The insurance in question is most likely expensive because it is not true insurance, but insurance coupled with pre-purchased health care. That combination, seen throughout the economy, has contributed to soaring premiums. In this case, it means that a number of teachers will be out of work.
Baltimore City is growing broke due to its spending on pensions and health benefits for employees. The Maryland Public Policy Institute’s Marta H. Mossburg says, “Without [employee] concessions, the city could spend half of its budget on health care and pensions within the next decade.” As it is, those two items take up 19% of the city’s operating budget.
In a move to cut costs, Delaware will start requiring people with insurance through the state employee program to pay one-quarter of the cost of infertility treatments.
New Hampshire has created a retiree medical trust for its state government employees.
Here’s how it will work:
Under the plan — which is not yet in effect — government workers would have the chance to make tax-free contributions from their paychecks to accounts managed by their unions. The employees’ money would be pooled together and invested. And both the investment returns and the monthly distributions paid to retirees for health care expenses such as insurance premiums, doctor co-pays and prescription drugs would be tax-free.
It’s been described as a “supercharged health savings account.”

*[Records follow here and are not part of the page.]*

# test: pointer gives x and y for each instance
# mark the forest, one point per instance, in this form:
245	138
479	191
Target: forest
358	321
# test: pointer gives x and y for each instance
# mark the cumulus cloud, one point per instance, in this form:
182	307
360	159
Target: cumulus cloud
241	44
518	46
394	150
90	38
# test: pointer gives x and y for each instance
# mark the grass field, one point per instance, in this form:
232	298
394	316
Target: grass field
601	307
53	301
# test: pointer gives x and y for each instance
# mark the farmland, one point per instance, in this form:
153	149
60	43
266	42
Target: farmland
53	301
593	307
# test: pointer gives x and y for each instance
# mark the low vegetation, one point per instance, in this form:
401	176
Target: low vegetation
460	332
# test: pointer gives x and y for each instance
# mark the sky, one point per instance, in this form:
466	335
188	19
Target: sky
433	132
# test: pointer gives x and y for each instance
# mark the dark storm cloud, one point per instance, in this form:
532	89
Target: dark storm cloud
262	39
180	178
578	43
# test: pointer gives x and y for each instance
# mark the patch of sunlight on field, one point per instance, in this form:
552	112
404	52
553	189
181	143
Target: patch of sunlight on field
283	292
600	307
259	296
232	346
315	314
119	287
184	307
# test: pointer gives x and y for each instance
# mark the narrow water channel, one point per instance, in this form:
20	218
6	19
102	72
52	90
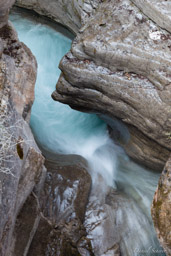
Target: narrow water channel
60	129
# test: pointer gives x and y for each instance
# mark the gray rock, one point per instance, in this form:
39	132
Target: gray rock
64	199
21	162
115	70
161	208
5	6
70	13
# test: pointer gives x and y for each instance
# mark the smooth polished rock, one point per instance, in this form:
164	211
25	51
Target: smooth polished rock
115	70
63	205
21	162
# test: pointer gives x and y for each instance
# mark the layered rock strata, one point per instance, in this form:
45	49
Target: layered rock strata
115	70
21	162
63	203
161	208
70	13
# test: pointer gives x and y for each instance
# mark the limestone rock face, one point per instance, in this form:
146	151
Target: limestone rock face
71	13
64	199
4	10
157	10
21	162
116	70
161	208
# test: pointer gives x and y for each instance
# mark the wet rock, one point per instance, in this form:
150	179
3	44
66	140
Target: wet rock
161	208
69	13
115	70
64	200
21	162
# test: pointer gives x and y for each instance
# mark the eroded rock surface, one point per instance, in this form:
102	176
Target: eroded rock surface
21	162
5	6
157	10
71	13
61	231
116	70
161	208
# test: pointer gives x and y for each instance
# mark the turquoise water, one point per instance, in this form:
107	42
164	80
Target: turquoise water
60	129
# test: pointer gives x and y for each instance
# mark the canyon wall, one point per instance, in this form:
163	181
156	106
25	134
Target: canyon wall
21	162
72	13
118	67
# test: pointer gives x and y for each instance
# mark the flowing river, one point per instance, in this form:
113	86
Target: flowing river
58	128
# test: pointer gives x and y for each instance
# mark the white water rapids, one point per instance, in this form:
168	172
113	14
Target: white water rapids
60	129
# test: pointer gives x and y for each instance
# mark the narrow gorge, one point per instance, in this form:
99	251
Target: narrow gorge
88	187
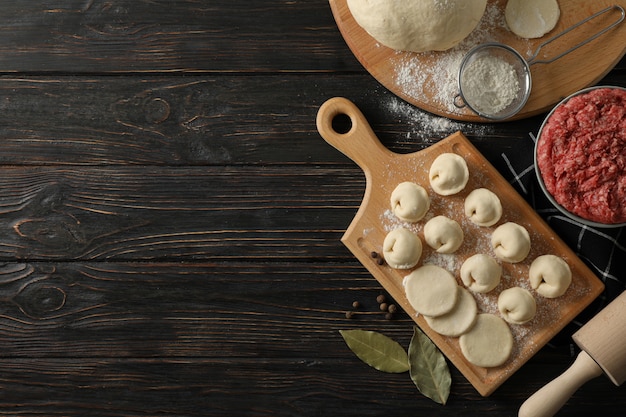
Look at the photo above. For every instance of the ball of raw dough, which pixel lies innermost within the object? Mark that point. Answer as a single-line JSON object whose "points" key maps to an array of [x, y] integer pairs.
{"points": [[410, 201], [483, 207], [488, 343], [531, 18], [418, 25], [448, 174], [550, 276], [443, 234], [402, 248], [511, 242], [431, 290], [517, 305], [481, 273], [459, 320]]}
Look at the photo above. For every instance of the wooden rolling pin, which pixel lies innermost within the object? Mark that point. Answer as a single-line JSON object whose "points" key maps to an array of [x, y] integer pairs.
{"points": [[603, 344]]}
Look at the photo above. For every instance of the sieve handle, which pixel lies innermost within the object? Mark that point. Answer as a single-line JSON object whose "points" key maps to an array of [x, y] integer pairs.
{"points": [[532, 60]]}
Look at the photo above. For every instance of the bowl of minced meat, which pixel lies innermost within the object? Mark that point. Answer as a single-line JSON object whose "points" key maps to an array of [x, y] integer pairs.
{"points": [[580, 156]]}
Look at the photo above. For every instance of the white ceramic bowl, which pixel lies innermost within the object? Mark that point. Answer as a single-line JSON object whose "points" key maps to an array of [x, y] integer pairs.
{"points": [[540, 177]]}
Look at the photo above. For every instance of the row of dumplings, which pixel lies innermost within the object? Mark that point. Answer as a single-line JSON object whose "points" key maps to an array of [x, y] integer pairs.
{"points": [[450, 309]]}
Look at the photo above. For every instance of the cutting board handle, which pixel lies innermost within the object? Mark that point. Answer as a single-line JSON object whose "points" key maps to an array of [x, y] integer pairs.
{"points": [[549, 399], [359, 142]]}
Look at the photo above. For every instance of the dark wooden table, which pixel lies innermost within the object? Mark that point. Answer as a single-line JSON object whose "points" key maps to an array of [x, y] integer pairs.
{"points": [[171, 217]]}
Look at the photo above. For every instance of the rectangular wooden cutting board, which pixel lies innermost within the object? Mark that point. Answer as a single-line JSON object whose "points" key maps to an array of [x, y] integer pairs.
{"points": [[384, 170]]}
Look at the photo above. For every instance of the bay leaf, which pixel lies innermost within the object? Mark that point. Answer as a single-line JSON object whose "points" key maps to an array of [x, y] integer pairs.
{"points": [[377, 350], [428, 368]]}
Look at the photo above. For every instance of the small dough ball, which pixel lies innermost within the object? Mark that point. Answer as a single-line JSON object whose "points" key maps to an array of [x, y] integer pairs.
{"points": [[431, 290], [402, 248], [481, 273], [550, 276], [448, 174], [418, 25], [410, 201], [511, 242], [443, 234], [517, 305], [531, 18], [483, 207], [488, 343], [459, 320]]}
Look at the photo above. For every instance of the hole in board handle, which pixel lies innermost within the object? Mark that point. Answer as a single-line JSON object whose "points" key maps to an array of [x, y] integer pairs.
{"points": [[341, 123]]}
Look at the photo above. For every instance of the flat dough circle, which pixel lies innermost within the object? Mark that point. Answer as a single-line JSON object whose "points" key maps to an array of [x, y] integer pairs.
{"points": [[483, 207], [443, 234], [459, 320], [431, 290], [550, 276], [448, 174], [517, 305], [410, 201], [481, 273], [531, 18], [511, 242], [418, 25], [402, 248], [488, 343]]}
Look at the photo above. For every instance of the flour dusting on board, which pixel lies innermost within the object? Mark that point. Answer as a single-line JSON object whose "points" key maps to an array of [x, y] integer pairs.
{"points": [[441, 79]]}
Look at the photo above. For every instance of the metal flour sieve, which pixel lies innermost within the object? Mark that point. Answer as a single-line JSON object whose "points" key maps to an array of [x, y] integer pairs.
{"points": [[517, 70]]}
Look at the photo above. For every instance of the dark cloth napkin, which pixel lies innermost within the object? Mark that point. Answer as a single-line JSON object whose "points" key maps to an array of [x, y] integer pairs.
{"points": [[603, 250]]}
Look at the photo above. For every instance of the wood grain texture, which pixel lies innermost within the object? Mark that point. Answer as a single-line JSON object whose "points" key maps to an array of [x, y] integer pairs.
{"points": [[171, 219], [384, 170], [161, 36], [417, 78]]}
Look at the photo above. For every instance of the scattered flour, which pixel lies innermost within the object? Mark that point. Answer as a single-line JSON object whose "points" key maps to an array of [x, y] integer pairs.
{"points": [[489, 84], [414, 75]]}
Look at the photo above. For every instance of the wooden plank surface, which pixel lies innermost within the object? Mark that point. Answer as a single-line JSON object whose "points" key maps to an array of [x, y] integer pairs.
{"points": [[171, 219], [419, 78]]}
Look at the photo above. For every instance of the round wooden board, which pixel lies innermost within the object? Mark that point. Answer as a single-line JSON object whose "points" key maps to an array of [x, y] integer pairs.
{"points": [[429, 80]]}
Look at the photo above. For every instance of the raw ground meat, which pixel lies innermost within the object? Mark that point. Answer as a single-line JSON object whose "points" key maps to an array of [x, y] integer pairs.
{"points": [[581, 155]]}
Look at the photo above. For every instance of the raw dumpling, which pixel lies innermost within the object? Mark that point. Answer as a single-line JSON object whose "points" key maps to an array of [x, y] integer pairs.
{"points": [[402, 248], [483, 207], [448, 174], [459, 320], [531, 18], [511, 242], [517, 305], [481, 273], [409, 201], [431, 290], [550, 276], [488, 343], [443, 234]]}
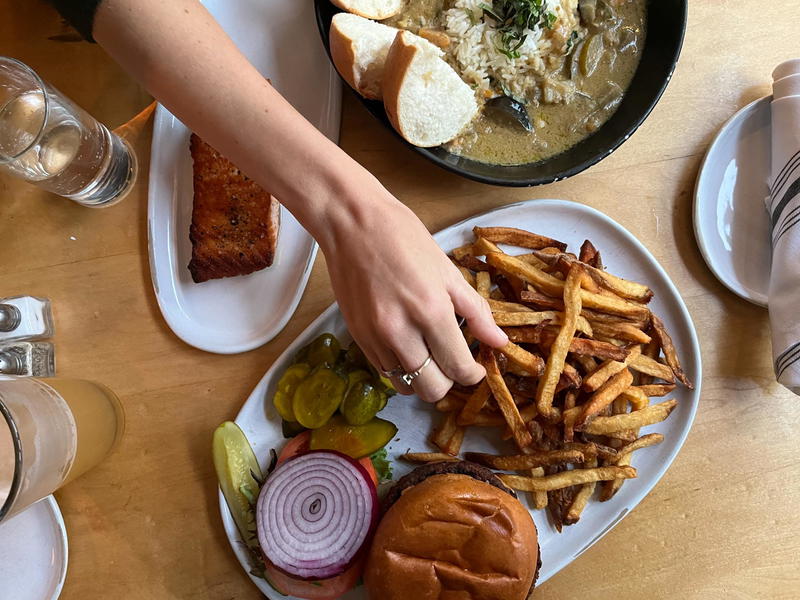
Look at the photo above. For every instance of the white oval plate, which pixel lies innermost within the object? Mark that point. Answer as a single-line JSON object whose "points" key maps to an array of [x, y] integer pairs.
{"points": [[730, 217], [625, 256], [33, 553], [237, 314]]}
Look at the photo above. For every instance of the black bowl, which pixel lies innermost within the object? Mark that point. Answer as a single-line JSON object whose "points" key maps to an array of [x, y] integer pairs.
{"points": [[666, 24]]}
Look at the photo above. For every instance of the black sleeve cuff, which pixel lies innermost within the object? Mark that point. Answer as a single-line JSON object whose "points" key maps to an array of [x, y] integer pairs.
{"points": [[79, 13]]}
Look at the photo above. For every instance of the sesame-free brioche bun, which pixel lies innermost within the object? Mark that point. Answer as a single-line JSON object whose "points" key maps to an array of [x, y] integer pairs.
{"points": [[452, 536]]}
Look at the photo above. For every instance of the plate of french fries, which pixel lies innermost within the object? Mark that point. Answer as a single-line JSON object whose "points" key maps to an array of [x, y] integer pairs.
{"points": [[585, 408]]}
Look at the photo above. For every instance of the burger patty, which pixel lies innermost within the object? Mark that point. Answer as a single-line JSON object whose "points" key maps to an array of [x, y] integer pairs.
{"points": [[461, 467]]}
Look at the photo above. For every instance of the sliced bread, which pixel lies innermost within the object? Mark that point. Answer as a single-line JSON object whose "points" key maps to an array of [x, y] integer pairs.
{"points": [[358, 49], [425, 99], [371, 9]]}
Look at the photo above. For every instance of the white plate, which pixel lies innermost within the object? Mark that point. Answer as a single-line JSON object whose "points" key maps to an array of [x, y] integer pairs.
{"points": [[33, 553], [625, 256], [236, 314], [730, 217]]}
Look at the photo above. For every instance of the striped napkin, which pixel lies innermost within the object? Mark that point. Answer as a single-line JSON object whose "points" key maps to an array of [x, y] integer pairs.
{"points": [[783, 206]]}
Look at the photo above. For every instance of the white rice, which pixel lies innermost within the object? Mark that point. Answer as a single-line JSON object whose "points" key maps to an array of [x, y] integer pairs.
{"points": [[475, 42]]}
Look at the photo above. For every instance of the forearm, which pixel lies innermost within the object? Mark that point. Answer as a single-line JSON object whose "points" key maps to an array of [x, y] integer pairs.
{"points": [[182, 56]]}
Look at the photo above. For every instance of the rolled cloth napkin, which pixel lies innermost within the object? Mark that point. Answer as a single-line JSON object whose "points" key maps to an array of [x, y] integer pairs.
{"points": [[783, 206]]}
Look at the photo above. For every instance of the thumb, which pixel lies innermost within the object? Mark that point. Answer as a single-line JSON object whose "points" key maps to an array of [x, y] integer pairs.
{"points": [[470, 305]]}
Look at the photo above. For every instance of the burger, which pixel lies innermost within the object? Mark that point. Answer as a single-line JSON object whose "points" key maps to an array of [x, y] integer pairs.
{"points": [[452, 530]]}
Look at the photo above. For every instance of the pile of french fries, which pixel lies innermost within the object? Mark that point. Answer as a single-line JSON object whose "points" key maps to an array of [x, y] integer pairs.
{"points": [[573, 386]]}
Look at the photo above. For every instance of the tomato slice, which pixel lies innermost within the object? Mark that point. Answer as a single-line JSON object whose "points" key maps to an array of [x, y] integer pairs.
{"points": [[302, 443], [323, 589]]}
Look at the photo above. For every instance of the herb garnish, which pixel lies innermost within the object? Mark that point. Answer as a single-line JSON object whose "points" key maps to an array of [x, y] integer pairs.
{"points": [[513, 17]]}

We already knew that members of Congress and their staff might already be uninsured, except those staffers who wrote the health insurance law and exempted themselves from its requirements. We did not know, however, that if a Congressional employee applies for subsidies, it could trigger fines of $50 million a year for Congress.
This is all highly entertaining but slightly meaningless since the federal government would be paying itself with money it doesn’t have.
More important for North Carolina, counties, cities, and those who care about the Constitution is what requirements the health care law imposes on state and local governments to insure their employees. One question is whether the health care law “comandeers” other governments. There is also the question of whether the federal government can tax other governments, which in turn depends on whether the fines collected by the IRS are penalties or taxes.
Oh yeah, and there’s still some question what recourse the IRS has to make you pay.
Daren Bakst has already outlined the broader Constitutional problemswith the individual mandate – problems Attorney General Richard Cooper ignored.
One way that taxpayers can get more out of the dollars they send to state capitols is to demand that legislators introduce health savings accounts for state workers and retirees. The Texas Public Policy Foundation explains how that works, both with a report (PDF) and a podcast.